この作品は、受賞から、1年後の作品です。この作品も、カンヌ映画祭で受賞しています(審査委員賞)。
少年が、「科学的に言えば、生まれてきた奴は、何百万の一の幸運な奴なんだけど、僕にはそうは思えない。運のない、バカさ」と言う時、ライナー・マリア・リルケの「マルテの手記」の冒頭の文章が、甦りました。
「人々は生きるためにこの都会へ集まって来るのだが、僕には、それがここで死ぬためのように考えられる」。パリで、リルケは、地獄を見ますが、少年は、生の中に地獄を見るのです。
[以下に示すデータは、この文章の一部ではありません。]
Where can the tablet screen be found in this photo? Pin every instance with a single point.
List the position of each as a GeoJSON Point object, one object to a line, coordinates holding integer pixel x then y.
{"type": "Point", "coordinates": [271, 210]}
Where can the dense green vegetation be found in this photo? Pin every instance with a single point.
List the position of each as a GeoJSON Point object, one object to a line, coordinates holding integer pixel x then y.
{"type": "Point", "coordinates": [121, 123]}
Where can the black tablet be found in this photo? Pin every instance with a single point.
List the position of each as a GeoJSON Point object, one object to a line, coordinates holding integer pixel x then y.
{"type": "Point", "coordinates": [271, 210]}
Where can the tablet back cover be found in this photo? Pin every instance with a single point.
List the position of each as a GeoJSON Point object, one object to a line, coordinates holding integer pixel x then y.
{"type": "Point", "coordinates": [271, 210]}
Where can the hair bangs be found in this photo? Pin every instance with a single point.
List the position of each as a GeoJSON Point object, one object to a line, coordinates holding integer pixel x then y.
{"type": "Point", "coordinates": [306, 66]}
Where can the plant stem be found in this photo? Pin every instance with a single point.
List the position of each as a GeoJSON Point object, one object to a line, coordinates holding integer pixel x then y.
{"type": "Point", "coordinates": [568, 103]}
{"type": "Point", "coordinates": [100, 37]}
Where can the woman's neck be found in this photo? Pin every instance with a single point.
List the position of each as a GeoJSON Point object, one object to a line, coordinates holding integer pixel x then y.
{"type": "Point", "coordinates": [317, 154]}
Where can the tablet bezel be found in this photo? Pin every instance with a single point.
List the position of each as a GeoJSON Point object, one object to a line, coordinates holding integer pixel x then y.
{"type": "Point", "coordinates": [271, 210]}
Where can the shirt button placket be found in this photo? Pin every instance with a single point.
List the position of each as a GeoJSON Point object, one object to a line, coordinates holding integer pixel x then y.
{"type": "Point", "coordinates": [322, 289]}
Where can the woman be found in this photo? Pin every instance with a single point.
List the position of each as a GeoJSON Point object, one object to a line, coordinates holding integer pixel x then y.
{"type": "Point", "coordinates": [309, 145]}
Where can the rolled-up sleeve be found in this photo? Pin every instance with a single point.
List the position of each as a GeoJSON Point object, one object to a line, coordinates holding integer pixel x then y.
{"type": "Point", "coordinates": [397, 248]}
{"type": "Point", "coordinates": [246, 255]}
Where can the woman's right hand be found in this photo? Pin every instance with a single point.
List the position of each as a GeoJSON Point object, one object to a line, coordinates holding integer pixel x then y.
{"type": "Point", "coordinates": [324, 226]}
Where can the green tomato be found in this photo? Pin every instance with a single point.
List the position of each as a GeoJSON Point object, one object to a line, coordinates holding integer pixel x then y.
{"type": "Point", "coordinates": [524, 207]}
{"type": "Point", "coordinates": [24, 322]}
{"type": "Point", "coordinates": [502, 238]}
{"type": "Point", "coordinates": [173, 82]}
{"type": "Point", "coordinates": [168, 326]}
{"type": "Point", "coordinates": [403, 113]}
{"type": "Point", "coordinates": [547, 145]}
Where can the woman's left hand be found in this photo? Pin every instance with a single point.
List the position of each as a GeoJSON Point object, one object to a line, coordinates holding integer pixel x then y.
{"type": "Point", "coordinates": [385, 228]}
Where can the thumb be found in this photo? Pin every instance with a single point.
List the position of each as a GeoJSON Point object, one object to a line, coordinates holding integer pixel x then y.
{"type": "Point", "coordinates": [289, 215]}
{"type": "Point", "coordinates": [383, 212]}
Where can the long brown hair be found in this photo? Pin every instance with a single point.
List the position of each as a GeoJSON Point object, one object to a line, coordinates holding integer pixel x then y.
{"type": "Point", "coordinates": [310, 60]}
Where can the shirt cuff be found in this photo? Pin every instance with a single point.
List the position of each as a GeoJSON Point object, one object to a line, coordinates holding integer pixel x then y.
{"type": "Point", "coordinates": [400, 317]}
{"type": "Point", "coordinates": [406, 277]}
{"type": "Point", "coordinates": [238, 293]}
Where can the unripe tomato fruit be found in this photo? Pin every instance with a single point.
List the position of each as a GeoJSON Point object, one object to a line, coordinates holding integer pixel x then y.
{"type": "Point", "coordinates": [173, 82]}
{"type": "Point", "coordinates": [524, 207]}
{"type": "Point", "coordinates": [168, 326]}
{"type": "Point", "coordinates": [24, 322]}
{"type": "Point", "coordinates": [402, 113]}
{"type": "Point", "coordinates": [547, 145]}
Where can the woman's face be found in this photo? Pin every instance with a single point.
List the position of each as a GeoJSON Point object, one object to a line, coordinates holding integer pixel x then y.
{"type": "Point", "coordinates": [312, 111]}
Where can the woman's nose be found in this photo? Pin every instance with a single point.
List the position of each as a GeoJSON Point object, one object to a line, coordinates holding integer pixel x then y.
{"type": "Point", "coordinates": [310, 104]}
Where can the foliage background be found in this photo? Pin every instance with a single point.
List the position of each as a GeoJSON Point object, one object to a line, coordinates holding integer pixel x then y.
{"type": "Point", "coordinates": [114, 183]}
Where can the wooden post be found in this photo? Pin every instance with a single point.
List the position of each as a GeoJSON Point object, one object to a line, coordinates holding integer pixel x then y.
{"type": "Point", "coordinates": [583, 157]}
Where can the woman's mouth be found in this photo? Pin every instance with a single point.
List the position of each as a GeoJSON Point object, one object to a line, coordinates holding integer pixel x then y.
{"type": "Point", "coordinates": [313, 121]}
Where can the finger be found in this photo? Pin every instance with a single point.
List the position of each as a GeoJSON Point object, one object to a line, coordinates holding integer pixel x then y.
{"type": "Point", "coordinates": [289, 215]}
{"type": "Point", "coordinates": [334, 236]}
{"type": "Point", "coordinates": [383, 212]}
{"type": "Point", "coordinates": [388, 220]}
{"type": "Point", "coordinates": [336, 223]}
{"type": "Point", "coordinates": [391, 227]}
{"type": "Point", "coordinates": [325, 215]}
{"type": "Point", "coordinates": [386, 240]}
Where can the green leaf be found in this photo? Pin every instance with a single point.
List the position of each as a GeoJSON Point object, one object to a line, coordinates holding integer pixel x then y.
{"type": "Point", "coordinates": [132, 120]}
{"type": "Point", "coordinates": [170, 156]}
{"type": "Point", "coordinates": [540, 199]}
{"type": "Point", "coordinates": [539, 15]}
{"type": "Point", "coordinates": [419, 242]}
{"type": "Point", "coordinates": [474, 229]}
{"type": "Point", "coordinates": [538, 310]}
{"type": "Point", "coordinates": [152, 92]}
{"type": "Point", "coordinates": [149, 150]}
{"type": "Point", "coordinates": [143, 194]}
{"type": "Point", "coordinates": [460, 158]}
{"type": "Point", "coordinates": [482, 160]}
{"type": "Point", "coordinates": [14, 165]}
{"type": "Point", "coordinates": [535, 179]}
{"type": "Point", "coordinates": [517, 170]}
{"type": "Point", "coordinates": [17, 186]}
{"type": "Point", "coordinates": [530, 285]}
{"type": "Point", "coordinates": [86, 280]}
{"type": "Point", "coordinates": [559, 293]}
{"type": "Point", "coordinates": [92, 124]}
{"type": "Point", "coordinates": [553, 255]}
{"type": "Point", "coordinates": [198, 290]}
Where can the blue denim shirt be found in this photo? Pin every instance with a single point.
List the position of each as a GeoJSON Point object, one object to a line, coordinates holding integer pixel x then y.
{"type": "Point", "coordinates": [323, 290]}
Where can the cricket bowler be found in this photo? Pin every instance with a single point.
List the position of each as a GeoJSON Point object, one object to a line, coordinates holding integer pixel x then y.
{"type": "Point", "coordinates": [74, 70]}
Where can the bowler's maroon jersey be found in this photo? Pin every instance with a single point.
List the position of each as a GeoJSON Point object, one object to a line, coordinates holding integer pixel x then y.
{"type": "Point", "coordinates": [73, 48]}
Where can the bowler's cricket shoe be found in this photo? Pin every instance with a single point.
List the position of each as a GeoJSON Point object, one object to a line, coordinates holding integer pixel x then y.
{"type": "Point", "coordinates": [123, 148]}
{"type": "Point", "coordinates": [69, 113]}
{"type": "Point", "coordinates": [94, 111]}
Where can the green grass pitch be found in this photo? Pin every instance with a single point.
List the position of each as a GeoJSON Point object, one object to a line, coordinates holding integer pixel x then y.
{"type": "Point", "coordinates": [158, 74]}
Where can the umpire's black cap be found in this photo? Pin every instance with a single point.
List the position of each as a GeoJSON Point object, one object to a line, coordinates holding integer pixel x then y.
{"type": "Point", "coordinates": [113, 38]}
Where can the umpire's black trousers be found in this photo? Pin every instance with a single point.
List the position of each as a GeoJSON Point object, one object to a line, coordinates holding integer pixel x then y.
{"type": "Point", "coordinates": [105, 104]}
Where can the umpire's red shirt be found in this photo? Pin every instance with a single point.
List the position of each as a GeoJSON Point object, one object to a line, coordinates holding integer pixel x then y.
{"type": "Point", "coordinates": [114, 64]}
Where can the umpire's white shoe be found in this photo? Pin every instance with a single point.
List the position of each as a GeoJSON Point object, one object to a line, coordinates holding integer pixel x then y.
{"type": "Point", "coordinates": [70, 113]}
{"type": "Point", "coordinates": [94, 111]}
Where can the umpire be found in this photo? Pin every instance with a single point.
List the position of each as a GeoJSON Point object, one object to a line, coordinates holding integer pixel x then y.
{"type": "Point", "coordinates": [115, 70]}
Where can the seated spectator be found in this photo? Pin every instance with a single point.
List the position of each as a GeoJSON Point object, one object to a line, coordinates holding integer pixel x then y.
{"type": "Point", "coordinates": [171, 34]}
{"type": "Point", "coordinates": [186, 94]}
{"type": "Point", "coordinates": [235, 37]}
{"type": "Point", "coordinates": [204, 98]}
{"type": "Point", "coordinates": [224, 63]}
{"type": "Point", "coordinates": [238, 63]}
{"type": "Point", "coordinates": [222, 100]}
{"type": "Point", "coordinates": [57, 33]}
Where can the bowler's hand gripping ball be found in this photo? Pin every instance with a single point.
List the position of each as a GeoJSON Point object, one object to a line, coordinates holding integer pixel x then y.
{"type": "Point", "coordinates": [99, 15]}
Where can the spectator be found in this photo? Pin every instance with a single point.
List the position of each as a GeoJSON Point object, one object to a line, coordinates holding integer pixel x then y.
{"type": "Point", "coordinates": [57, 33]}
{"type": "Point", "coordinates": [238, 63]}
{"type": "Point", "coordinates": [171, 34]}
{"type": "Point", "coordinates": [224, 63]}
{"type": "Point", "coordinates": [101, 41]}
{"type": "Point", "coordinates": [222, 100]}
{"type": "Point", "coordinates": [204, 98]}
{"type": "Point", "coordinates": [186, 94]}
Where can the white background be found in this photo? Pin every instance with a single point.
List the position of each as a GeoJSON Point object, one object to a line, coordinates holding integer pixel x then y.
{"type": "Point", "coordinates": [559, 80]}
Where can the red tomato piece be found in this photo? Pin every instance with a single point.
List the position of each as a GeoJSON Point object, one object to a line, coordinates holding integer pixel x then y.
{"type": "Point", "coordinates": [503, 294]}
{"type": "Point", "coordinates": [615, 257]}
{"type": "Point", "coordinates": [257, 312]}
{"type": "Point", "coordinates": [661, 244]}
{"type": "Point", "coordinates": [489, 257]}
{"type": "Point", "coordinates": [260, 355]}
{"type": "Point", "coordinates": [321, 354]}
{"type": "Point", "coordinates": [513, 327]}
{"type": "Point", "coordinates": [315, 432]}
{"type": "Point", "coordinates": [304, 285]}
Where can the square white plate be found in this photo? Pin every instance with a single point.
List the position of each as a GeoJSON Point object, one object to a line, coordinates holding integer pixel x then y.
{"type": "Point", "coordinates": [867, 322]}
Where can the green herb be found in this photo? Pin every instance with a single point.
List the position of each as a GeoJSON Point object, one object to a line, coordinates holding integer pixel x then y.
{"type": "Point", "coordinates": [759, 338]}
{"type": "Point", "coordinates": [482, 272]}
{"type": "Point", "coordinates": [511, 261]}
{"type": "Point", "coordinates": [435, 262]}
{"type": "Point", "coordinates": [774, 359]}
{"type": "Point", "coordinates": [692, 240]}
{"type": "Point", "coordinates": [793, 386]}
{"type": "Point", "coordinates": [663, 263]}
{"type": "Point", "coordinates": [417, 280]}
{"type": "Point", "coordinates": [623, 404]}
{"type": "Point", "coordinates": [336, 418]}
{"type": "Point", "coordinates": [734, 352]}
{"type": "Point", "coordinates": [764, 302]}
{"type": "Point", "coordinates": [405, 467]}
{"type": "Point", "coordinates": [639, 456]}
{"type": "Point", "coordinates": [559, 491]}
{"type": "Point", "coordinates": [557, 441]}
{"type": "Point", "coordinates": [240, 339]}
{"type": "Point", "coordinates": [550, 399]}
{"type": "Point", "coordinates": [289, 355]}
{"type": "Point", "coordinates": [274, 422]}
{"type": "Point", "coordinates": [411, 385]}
- 生きながら、ナイフを体中深く刺し込まれ、体を切り裂かれる豚。
- 少年を丸裸にし、少女を犯す校長。
- 海のような、陰気で陰惨なアムル河に向かって、海の憧れを歌う捕虜になった日本兵。
- 血まみれの出産。
- 傷付き、飛び立ったと思ったらすぐに、アムル河に落ちて死ぬ、鳥。
- 少年を快楽の対象にする、母親ほど年の離れた女。
- 大きなトランクの中に、閉じ込められて、夫に捨てられた女。
- 酔って、泥水の中に横たわる男。
- 犬を盗み、解体し、その肉を売る男たち。
- 心痛の余り、アムル河に落ちる少女。
- ガソリンを掛けられ、火だるまになって、駆け回るネズミ。
ネズミを助けようと、必死になる少年は、ネズミを火だるまにして逃げ出した男に向かって叫びます。
「どうして、自分がしたことを最後まで見届けない」
少年が出会った女は、こう言います。
「私たちは、与えられた心を充分に使っていない。だから、人間らしさを失うのだ」
最後に、少年は、カメラを睨み付けて叫びます。
「お前たちは、僕を憎んでいる。僕を殺そうとしている」
そうだ、僕たちは、少年を憎む。
少年は、僕たちの持つ残酷さを暴き立ててしまうからだ。
この作品を見終わった後の、渋谷の空には、雨の後の爽やかな青空が、広がっていました。
その爽やかさは、この作品が与えてくれた、感動の中にあった爽やかさと同じものでした。